If the renderings are good enough, then they’ll be indistinguishable from actual photos, FAIAP.
Many (most?) consumer product companies use mostly renderings for their product photos. All the isolated product photos on apple.com are renders.
Probably ~80% of the photos already on my site have been photoshopped, either to move or modify the connectors, place the decal, remove a switch, duplicate a connector, etc. If you look at this collection, they’re all variations on 3-4 basic form factors, and I’ve 'shopped them all from 3-4 original photos. So going to pure renders isn’t any worse than what I’m doing now, except that they will look better.
(For example, we switched from brown-painted housings to clear anodized about 10 years ago, but I haven’t had the opportunity to re-do all the photos, so my product photos are a mix of brown and anodized, which looks awful. At some later date we may decide to switch again to blue anodized)
edit: I forgot to mention another motivation, which is that I’ve had many customers ask us for 3D models of our products. If we could use the same models for both this purpose and for rendering, it would make the modeling that much more valuable, and give us motivation to invest in it.
Apple’s use of product renderings bugs me. Modern car commercials that use CGI cars bug me. They look incredible, to be sure. I’m a software engineer by profession and I’ve dabbled in computer graphics since 1979 or so; I wrote a fairly nice ray-tracer from scratch about 20 years ago (caustics, dispersion, procedural textures, etc.). Thus, I love really good renderings. But not as a sales tool for a product; it’s fake. I actually am kind of afraid for renderings that are literally indistinguishable from photographs of physical items. It will be increasingly hard to know what to believe. Sorry for the rant, folks.

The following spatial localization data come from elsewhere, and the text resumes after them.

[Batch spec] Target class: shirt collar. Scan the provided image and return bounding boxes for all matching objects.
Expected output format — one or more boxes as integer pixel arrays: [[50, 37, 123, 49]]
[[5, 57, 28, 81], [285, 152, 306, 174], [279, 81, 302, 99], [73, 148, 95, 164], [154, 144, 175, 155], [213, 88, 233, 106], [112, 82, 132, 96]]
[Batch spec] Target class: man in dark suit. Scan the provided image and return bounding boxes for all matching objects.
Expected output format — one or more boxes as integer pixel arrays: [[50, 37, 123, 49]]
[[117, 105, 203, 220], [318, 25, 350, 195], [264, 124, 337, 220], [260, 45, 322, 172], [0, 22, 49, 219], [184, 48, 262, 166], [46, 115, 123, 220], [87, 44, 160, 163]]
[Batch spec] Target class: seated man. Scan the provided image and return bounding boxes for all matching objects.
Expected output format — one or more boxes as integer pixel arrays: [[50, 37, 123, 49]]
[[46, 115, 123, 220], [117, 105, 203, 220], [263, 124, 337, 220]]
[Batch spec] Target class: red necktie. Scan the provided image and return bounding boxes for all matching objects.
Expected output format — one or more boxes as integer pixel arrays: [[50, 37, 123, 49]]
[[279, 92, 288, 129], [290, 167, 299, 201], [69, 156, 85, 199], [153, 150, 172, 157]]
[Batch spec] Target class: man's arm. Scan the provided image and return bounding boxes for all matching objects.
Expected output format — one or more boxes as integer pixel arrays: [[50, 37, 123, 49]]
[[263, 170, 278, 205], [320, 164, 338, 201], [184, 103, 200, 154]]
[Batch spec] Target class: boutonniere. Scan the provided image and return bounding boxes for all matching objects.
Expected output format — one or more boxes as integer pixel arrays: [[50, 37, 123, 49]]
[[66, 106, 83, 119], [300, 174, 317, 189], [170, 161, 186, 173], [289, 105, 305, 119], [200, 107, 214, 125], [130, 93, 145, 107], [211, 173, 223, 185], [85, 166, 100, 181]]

I use Thea renderer ($500) which is relatively easy to use compared to say V-Ray.(and cheaper). You could try Kerkythea (free - http://www.kerkythea.net/cms/ ) and possibly achieve the same results. There are other options out there too and I think many of which have been discussed on the forums here…pros and cons etc.

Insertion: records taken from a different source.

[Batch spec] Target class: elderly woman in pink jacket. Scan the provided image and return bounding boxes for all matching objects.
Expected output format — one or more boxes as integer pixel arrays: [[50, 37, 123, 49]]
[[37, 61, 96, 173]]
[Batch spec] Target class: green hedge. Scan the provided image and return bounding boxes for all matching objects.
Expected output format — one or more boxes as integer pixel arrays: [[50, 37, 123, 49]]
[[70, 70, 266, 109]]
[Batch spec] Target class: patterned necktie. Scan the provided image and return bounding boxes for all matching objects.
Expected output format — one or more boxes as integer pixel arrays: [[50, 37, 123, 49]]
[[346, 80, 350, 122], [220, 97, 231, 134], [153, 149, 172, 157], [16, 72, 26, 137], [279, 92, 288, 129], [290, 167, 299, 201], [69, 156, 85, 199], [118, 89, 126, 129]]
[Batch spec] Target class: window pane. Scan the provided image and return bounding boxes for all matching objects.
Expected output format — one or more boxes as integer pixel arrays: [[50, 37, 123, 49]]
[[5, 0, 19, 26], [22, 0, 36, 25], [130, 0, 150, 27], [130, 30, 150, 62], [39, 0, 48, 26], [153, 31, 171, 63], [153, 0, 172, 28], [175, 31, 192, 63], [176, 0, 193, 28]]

It would be misleading to say how long it took me given that I am familiar with the program (10 minutes to set up and a 5 minute render) but if you are new to the rendering software it would take a while longer as you’d have to figure a number of things out, but after that initial setup I think you could save that as a master file and just add your various models in there, maybe save as separate files or you could add scenes with each model on a separate layer?
As you can see from the attached image, I am showing where the camera is placed and the yellow square is a soft area light (the less lights you can use the better), with the white floor.
It doesn’t get much simpler than this. You could forgo the floor and have the object float in space with a white background too, but I thought the shadow added to the realism. The only other thing I used in the render (which is important with reflective materials like metal) is i used an HDRI reflection map (which is a simple spherical image of a studio set up, so the metal will reflect this virtual image of the room) as this helps it look more real, as in the real world the metal surfaces would reflect the room or the studio or setup you are shooting in. In CG, if those elements do not exist its good to put them in, either as a map or physically using other geometry.
I think there’s a disconnect with software and one can often assume it will do the work for you, my analogy is to think of it musically. If you’re giving a guitar to someone for the first time they’re unlikely to produce music without a lot of practice. I think this holds true for 3D modelling and rendering.
It seems like you are a photographer and to render in CG you do need to understand the fundamentals of photography: camera placement, lens and more so the lighting, the type and position etc. You kind of need to bring all that sensibility that you would employ in the real world inside the 3D world.
If there are specific lighting looks you want to emulate there are often photography tutorials on the web for reference and you can then apply that methodology to the sketchup model and renderer.